Pauschale Betrugsvorwürfe schaden der gesamten Pflegebranche
Die bekannt gewordenen Ermittlungen des Bundeskriminalamts (BKA) gegen zahlreiche – vornehmlich von russischen Inhabern geführte – Pflegedienste in Deutschland können dazu führen, dass der Ruf der gesamten Pflegebranche schweren Schaden nimmt. Das befürchtet der Bundesverband Ambulante Dienste und Stationäre Einrichtungen (bad) e.V. mit Sitz in Essen, der die Interessen von 1000 vornehmlich privat geführten Pflegeeinrichtungen vertritt.

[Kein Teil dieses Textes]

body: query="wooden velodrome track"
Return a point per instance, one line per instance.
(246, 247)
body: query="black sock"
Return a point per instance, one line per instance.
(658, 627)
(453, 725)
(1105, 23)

„Natürlich muss gegen schwarze Schafe innerhalb der Branche mit der ganzen Härte des Gesetzes vorgegangen werden“, erklärt Andrea Kapp, Bundesgeschäftsführerin des bad e.V., „aber die bislang bekannt gewordenen Einzelheiten der Ermittlungen lassen wenig Erkenntnisgewinn vermuten.“
So ist der in vielen Medien – u.a. auf der Homepage der Tagesschau – zitierte Vorwurf von Dominik Schirmer, bei der AOK Bayern für den Bereich Fehlverhaltensbekämpfung zuständig, dass zusätzliche Kosten für die Krankenkassen entstehen, weil häufig eine „ärztliche Verordnung ausgestellt wurde, obwohl da gar kein Pflegehintergrund vorhanden war“, doch kein Betrug des Pflegedienstes, sondern des verordnenden Arztes. Auch sind die Äußerungen von Ottilie Randzio, Pflege-Expertin des MDK Bayern, die mit den Worten zitiert wird, dass es „theoretisch und wahrscheinlich auch praktisch“ vorkommen könne, „dass ein Versicherter in – sage ich mal – betrügerischer Absicht unserem Gutachter alles Mögliche“ vormache, nicht wirklich dazu angetan, das Fehlverhalten allein beim Pflegedienst zu suchen.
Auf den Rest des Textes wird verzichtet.